Дочка. А вдруг кто-нибудь пойдет в лес да и наберет там подснежников. И достанется ему вот этакая корзина золота!

Мачеха. Ну, где там — наберет! Раньше весны подснежники и не покажутся. Вон сугробы-то какие намело — до самой крыши!

Дочка. А может, под сугробами-то они и растут себе потихоньку. На то они и подснежники. Надену-ка я свою шубейку да попробую поискать.

Мачеха. Что ты, доченька! Да я тебя и за порог не выпущу. Погляди в окошко, какая метель разыгралась. А то ли еще к ночи будет!

Дочка (хватает самую большую корзину). Нет, пойду — и все тут. В кои-то веки во дворец попасть случай вышел, к самой королеве на праздник. Да еще целую корзину золота дадут!
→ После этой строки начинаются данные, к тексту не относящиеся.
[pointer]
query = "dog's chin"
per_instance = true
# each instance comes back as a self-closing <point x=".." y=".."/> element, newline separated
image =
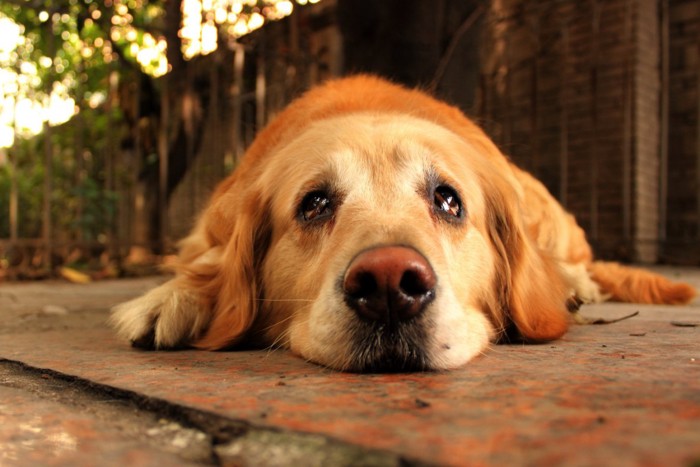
<point x="382" y="348"/>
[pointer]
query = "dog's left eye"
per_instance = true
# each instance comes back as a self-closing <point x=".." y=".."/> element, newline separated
<point x="447" y="202"/>
<point x="316" y="205"/>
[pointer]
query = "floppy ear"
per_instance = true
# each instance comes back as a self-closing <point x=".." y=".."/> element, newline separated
<point x="532" y="293"/>
<point x="232" y="283"/>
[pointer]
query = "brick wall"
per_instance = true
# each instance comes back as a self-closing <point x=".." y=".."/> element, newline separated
<point x="682" y="207"/>
<point x="571" y="91"/>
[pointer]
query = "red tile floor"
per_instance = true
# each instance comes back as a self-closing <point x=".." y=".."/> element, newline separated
<point x="620" y="394"/>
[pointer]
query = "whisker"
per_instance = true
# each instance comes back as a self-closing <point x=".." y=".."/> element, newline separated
<point x="283" y="300"/>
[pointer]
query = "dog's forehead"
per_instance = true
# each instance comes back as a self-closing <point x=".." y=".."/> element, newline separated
<point x="370" y="146"/>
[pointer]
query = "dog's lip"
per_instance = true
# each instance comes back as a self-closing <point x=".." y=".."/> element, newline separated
<point x="381" y="348"/>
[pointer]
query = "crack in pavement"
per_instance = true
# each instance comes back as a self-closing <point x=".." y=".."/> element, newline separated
<point x="195" y="436"/>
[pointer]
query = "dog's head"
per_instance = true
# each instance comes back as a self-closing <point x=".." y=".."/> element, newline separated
<point x="371" y="228"/>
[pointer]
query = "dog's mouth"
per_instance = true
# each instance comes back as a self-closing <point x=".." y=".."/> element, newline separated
<point x="384" y="348"/>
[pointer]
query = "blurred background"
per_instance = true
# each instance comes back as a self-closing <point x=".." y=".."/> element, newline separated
<point x="118" y="117"/>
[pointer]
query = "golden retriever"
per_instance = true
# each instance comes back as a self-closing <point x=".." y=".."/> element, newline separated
<point x="373" y="228"/>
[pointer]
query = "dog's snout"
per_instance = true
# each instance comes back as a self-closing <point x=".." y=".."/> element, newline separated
<point x="389" y="284"/>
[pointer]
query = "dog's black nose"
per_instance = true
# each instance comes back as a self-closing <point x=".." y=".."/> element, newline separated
<point x="389" y="284"/>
Мачеха. Замерзнешь в лесу.

Дочка. Ну, так вы сами в лес ступайте. Наберите подснежников, а я их во дворец отнесу,

Мачеха. Что же тебе, доченька, родной матери не жалко?
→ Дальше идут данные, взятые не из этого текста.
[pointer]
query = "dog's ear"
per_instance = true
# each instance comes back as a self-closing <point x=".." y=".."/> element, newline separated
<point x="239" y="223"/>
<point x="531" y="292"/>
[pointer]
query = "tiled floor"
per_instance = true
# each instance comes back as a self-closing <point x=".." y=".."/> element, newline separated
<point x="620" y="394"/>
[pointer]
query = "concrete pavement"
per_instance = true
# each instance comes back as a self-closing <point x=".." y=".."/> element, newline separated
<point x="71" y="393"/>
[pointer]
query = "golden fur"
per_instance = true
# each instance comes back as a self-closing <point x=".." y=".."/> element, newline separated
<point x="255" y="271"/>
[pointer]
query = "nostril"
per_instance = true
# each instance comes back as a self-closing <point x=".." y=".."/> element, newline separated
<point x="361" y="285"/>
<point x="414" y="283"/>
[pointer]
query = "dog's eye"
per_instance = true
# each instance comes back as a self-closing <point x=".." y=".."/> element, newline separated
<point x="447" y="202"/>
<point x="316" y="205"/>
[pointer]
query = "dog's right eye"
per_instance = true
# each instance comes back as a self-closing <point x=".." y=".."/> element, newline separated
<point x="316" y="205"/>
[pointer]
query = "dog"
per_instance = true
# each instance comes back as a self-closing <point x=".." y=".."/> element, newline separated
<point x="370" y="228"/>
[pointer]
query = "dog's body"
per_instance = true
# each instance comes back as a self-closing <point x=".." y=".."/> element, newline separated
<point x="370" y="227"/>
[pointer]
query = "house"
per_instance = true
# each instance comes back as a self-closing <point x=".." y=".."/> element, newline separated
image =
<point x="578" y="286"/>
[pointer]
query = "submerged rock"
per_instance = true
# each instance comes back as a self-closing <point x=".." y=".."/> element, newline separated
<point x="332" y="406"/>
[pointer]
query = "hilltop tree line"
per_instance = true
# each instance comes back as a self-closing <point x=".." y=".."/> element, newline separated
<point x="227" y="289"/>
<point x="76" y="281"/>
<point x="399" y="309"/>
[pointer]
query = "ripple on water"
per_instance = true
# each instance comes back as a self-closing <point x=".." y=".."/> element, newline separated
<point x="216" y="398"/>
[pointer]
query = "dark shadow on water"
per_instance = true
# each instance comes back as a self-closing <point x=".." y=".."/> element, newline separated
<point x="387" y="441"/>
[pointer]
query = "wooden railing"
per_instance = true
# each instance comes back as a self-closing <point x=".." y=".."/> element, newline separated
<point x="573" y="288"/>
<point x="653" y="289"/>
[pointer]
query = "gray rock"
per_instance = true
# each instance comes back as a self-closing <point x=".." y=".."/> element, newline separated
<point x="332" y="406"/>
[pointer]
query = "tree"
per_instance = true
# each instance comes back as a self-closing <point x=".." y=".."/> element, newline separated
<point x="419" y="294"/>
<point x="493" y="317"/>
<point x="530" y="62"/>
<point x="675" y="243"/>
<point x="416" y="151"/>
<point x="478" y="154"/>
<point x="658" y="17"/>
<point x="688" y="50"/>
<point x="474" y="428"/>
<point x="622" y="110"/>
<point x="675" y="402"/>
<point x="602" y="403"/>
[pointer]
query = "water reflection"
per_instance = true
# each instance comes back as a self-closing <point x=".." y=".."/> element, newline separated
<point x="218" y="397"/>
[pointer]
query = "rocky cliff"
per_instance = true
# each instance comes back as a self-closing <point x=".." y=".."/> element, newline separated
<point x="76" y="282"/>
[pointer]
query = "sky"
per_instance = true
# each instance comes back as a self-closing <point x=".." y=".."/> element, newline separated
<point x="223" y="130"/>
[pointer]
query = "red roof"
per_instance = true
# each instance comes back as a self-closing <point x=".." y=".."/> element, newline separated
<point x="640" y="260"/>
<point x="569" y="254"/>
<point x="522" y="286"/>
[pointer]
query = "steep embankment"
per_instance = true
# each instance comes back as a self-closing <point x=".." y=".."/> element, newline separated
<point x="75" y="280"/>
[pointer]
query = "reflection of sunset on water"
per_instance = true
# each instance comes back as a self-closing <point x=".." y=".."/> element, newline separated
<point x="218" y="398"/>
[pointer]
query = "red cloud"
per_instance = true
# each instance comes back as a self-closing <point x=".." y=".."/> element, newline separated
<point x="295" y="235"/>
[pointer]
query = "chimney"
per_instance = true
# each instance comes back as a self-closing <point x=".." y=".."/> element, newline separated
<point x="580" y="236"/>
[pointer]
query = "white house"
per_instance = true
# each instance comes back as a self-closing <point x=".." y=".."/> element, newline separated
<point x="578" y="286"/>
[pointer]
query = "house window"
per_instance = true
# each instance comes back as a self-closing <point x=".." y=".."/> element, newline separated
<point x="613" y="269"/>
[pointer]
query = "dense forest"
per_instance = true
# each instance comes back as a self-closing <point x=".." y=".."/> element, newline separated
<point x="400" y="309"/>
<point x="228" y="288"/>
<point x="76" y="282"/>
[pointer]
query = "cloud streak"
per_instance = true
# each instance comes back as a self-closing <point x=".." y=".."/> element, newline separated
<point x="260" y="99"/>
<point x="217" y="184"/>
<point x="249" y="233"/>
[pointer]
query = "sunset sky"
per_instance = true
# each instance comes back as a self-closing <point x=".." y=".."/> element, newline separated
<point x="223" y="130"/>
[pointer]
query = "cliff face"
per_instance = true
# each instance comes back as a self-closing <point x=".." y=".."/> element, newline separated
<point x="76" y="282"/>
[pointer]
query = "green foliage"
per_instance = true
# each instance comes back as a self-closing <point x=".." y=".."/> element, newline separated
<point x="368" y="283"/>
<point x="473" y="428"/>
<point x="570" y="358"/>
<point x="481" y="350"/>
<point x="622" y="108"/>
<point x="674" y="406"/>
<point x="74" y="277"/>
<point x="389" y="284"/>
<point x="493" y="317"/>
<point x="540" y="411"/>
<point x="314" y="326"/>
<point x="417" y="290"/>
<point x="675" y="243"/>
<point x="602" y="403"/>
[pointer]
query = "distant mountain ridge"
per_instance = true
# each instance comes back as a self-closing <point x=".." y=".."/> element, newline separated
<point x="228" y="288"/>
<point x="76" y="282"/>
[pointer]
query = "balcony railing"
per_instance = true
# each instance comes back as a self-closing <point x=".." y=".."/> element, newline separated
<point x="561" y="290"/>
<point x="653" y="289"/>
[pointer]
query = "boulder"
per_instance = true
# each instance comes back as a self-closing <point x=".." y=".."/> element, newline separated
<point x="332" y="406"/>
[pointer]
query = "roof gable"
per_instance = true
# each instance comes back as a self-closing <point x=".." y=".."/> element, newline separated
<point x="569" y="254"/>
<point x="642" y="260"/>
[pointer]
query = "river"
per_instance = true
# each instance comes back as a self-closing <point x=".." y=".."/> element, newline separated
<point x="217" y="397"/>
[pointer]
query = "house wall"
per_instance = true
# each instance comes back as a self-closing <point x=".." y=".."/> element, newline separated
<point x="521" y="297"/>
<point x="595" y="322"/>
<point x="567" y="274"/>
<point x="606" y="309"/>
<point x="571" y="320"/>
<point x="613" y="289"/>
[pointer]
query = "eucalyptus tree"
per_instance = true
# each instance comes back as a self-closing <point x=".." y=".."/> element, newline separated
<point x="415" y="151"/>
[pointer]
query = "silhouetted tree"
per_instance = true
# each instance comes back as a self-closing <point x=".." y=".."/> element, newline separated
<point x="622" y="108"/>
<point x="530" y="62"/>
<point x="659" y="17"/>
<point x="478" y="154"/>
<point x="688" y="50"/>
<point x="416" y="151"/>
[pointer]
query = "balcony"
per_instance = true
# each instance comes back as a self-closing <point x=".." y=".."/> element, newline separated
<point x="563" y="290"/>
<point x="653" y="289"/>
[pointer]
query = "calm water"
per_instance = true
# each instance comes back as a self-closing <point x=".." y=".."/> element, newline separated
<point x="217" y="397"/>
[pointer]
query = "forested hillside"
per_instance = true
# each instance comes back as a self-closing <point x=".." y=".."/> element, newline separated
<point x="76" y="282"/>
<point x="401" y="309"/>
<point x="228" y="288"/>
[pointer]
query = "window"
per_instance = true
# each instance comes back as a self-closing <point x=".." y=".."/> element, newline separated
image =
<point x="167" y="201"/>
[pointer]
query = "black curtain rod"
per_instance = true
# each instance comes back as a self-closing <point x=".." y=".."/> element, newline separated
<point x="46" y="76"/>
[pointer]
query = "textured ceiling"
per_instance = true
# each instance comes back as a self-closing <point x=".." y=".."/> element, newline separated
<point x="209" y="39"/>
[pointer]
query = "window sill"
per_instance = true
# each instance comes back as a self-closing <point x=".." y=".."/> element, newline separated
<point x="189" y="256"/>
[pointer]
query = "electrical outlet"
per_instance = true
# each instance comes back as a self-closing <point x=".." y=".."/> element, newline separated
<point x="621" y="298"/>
Дочка. И вас жалко, и золота жалко, а больше всего себя жалко! Ну, что вам стоит? Эка невидаль — метель! Закутайтесь потеплее и пойдите.

Мачеха. Нечего сказать, хороша дочка! В такую погоду хозяин собаки на улицу не выгонит, а она мать гонит.

Дочка. Как же! Вас выгонишь! Вы и шагу лишнего для дочки не ступите. Так и просидишь из-за вас весь праздник на кухне у печки. А другие с королевой в серебряных санях кататься будут, золото лопатой огребать… (Плачет.)

Мачеха. Ну, полно, доченька, полно, не плачь. Вот съешь-ка горяченького пирожка! (Вытаскивает из печки железный лист с пирожками). С пылу, с жару, кипит-шипит, чуть не говорит!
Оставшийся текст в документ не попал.